The wider core deficit is largely due to lower-than-expected tax revenues and the expected initial impact of the budget’s tax changes.

Financing costs and one-off expenditure items are also expected to weigh heavy.

According to the Treasury, New Zealand’s fiscal deficit will account for 6.5% of the Gross Domestic Product for year-ending June 30, 2011, but would shrink to 4.5% in 2012 and 3.3% in 2013.

It said net debt would peak to 27.4% of GDP in 2014-2015.

The projections also show that public debt will meet the long-term target of 20% of GDP in 2021-2022, which would be a “substantial achievement” given the size of the shock New Zealand endured during the global slowdown.
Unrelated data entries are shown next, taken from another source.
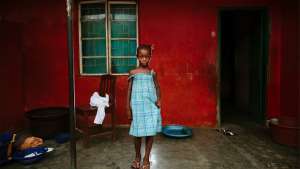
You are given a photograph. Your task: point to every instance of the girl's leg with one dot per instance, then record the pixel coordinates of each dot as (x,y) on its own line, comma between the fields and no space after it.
(137,145)
(149,142)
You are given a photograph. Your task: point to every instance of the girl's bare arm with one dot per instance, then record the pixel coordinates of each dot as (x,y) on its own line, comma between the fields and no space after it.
(129,113)
(158,93)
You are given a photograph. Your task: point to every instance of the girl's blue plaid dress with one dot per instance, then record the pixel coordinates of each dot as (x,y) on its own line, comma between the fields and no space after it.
(146,118)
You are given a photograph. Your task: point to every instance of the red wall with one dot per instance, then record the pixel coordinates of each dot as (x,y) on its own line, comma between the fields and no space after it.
(290,61)
(11,86)
(185,56)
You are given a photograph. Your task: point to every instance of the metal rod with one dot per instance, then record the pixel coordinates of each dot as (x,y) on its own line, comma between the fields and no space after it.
(71,83)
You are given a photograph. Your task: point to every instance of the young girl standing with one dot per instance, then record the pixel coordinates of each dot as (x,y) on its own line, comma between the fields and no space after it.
(143,106)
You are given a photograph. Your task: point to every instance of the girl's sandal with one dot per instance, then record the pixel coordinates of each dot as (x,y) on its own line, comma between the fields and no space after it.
(146,166)
(135,164)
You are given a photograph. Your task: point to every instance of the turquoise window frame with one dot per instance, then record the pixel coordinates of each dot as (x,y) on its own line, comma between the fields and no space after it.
(116,53)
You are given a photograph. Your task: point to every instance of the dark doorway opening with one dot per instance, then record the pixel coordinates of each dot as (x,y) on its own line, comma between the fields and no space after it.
(243,59)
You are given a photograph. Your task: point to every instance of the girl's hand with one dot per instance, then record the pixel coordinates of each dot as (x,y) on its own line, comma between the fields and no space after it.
(158,103)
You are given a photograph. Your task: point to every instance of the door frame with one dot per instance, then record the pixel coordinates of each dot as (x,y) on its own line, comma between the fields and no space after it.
(266,26)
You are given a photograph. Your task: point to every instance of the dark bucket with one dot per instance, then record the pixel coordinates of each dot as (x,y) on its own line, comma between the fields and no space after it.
(46,123)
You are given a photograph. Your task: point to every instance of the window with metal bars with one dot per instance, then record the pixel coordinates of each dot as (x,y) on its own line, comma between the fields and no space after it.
(108,37)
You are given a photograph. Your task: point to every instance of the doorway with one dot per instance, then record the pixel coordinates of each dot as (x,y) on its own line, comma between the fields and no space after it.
(243,55)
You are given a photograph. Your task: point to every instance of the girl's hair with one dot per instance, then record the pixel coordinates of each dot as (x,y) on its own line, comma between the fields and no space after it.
(147,47)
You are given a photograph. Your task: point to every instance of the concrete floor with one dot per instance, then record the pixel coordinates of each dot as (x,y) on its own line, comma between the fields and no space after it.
(250,148)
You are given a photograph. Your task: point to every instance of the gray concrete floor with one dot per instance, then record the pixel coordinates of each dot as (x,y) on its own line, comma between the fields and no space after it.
(251,148)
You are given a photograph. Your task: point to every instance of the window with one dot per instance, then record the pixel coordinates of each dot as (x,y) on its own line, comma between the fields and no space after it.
(108,37)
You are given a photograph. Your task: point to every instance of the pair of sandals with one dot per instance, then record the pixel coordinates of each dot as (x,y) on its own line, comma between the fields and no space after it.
(137,165)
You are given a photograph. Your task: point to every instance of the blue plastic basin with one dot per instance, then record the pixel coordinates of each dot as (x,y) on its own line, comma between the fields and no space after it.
(177,131)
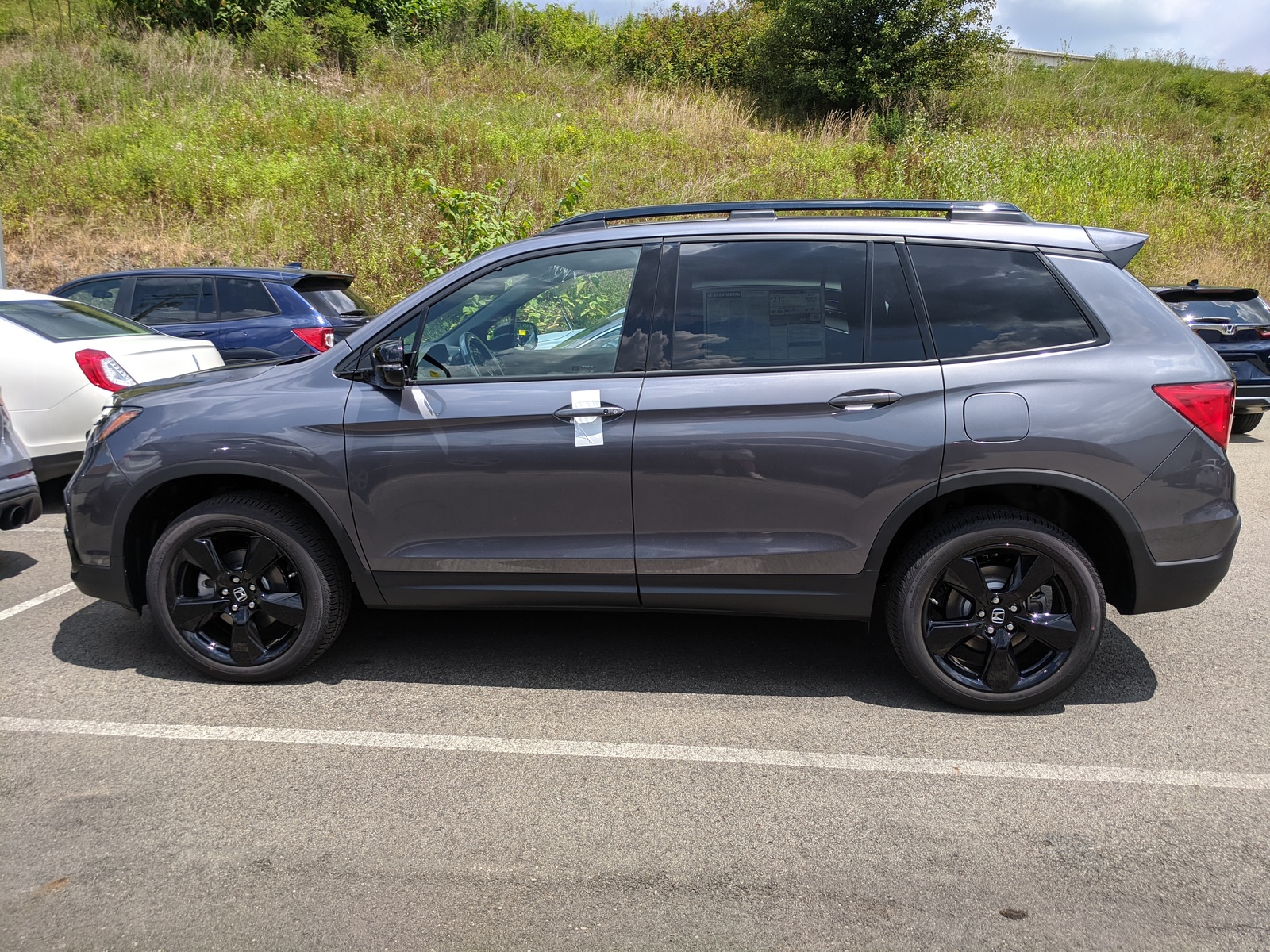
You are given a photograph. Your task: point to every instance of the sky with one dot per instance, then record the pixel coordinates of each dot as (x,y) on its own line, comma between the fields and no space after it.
(1235,31)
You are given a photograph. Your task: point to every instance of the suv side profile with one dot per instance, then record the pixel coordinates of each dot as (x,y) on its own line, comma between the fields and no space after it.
(249,314)
(976,427)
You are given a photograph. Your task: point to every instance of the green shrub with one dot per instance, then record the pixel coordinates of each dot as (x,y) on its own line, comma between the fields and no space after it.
(473,222)
(846,55)
(346,37)
(715,46)
(285,48)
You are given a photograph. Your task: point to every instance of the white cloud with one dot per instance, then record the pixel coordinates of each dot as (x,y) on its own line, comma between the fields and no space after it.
(1235,31)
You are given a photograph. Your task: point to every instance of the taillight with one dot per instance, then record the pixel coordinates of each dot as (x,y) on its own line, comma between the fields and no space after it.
(103,371)
(317,338)
(1210,406)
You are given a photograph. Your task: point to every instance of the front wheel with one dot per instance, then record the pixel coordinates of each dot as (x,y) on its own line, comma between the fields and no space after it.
(996,609)
(1245,423)
(245,588)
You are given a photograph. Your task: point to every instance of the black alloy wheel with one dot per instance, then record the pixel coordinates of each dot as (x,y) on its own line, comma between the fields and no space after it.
(996,609)
(235,597)
(247,587)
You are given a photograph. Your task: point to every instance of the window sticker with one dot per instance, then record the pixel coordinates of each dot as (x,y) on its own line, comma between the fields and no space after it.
(768,324)
(587,431)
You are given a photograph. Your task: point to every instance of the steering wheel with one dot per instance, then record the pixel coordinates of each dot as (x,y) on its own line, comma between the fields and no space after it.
(478,355)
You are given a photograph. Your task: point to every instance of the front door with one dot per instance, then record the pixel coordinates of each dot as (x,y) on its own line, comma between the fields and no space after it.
(501,474)
(791,412)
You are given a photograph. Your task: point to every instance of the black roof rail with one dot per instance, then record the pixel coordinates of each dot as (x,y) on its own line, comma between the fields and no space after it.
(956,211)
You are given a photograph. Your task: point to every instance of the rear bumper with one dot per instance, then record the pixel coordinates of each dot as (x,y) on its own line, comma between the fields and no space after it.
(1253,397)
(1162,587)
(25,495)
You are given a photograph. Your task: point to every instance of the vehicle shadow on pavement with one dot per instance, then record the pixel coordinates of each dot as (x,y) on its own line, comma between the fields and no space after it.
(619,651)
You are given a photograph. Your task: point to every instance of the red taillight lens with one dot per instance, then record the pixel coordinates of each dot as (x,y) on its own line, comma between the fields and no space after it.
(103,371)
(1210,406)
(317,338)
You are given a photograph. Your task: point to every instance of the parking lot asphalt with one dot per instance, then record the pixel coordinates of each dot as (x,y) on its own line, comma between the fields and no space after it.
(539,781)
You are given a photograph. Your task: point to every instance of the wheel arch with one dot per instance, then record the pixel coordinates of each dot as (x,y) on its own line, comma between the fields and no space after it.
(1102,524)
(156,503)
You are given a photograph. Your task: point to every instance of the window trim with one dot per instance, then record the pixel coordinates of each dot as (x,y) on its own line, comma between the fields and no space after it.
(664,311)
(357,366)
(1100,336)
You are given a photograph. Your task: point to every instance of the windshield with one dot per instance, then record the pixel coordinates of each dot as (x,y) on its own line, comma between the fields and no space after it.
(69,321)
(1255,311)
(337,302)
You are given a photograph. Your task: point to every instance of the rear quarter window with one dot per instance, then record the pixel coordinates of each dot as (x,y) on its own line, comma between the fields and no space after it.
(67,321)
(990,301)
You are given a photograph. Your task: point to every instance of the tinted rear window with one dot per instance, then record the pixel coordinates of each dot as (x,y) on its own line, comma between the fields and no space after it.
(241,298)
(768,304)
(67,321)
(337,302)
(1254,311)
(987,301)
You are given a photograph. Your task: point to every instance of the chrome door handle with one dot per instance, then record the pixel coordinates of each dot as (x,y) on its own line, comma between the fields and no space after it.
(864,400)
(606,413)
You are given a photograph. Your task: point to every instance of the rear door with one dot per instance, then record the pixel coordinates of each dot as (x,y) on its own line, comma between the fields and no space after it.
(791,405)
(181,305)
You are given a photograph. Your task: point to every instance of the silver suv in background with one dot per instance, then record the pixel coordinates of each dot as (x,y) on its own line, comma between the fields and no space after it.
(973,429)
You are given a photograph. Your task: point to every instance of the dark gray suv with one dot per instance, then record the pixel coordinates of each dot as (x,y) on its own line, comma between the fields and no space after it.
(975,427)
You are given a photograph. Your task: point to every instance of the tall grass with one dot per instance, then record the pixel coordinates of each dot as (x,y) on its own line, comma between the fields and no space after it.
(171,149)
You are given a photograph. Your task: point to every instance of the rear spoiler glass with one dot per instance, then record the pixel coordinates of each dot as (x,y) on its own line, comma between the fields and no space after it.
(1119,247)
(1179,295)
(324,282)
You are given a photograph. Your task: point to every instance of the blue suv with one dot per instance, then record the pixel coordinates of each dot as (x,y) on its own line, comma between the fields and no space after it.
(249,314)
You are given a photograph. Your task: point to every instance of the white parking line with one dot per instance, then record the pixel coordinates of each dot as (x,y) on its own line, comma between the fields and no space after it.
(649,752)
(36,601)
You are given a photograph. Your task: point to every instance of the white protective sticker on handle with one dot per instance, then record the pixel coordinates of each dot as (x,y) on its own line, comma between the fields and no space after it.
(587,431)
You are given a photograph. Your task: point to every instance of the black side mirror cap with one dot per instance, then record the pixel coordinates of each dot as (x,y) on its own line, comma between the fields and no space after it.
(387,363)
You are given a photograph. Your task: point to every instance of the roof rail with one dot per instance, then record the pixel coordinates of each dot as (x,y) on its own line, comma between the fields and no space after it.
(956,211)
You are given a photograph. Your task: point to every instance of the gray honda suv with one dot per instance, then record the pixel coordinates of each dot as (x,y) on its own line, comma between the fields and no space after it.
(969,427)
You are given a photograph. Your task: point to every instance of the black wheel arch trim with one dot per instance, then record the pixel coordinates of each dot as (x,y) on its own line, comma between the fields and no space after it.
(1149,594)
(348,547)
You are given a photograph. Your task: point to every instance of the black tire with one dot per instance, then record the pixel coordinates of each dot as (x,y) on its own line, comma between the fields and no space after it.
(1245,423)
(937,598)
(217,551)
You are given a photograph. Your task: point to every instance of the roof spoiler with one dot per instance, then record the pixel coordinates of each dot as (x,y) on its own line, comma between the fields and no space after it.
(1119,247)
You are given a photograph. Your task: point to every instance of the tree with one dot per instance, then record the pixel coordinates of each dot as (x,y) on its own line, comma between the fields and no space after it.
(846,55)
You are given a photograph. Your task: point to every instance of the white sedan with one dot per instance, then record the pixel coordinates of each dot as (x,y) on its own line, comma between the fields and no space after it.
(63,361)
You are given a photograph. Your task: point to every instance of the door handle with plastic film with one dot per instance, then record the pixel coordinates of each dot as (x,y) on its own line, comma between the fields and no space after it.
(859,400)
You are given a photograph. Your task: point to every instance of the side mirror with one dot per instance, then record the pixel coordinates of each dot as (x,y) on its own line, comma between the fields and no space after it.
(387,363)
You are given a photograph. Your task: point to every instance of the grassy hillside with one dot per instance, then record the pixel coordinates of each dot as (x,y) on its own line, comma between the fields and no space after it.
(171,150)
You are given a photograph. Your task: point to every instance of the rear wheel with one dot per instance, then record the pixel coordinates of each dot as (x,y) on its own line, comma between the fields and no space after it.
(245,588)
(996,609)
(1245,423)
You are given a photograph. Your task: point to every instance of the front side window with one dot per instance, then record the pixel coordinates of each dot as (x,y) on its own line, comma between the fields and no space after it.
(168,300)
(990,301)
(67,321)
(556,317)
(768,304)
(241,298)
(102,295)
“The Crown Accounts would be back in surplus by 2016.”

Agencies Monitor

While the Budget arguably appeases most segments of the population and is investor-friendly, the need to “look out” for international credit ratings agencies is stronger now than ever before.

Mr English said the fiscal policy of his Government was “strong enough for any credit rating agency to remove its negative watch and that the medium-term outlook for the economy is unambiguously better.”

The Budget may constrain the Reserve Bank of New Zealand to consider lifting the interest rate and review its Monetary Policy in the light of ballooning external debt, which Prime Minister John Key hoped would not happen.

International Credit Rating Agencies were apparently not impressed.

Fitch Ratings said the Government’s intention to reduce the budget deficit was a step in the right direction but found it insufficient to remove its negative outlook of the sovereign rating announced in July 2009.

The Agency’s Asia Director Ai Ling Ngiam told Dow Jones Newswires that “one budget would not change the negative look.”

“We need to conduct a more holistic assessment,” he said.

Fitch lowered the outlook on New Zealand’s foreign-currency rating to negative from stable last summer, saying it had concerns about the country’s growth outlook, current-account deficit and overseas liabilities.

Its current rating is AA-plus.

But Standard & Poor’s left its credit rating of AA+ debt rating untouched, saying that the country’s credit was well supported by sound public finances and open and transparent policies.

The firm’s Credit Analyst said, “The outlook has improved since the last budget and there remains an achievable and believable path to return the operating position to surplus, although the forecast deficit for 2011 is large,” she said.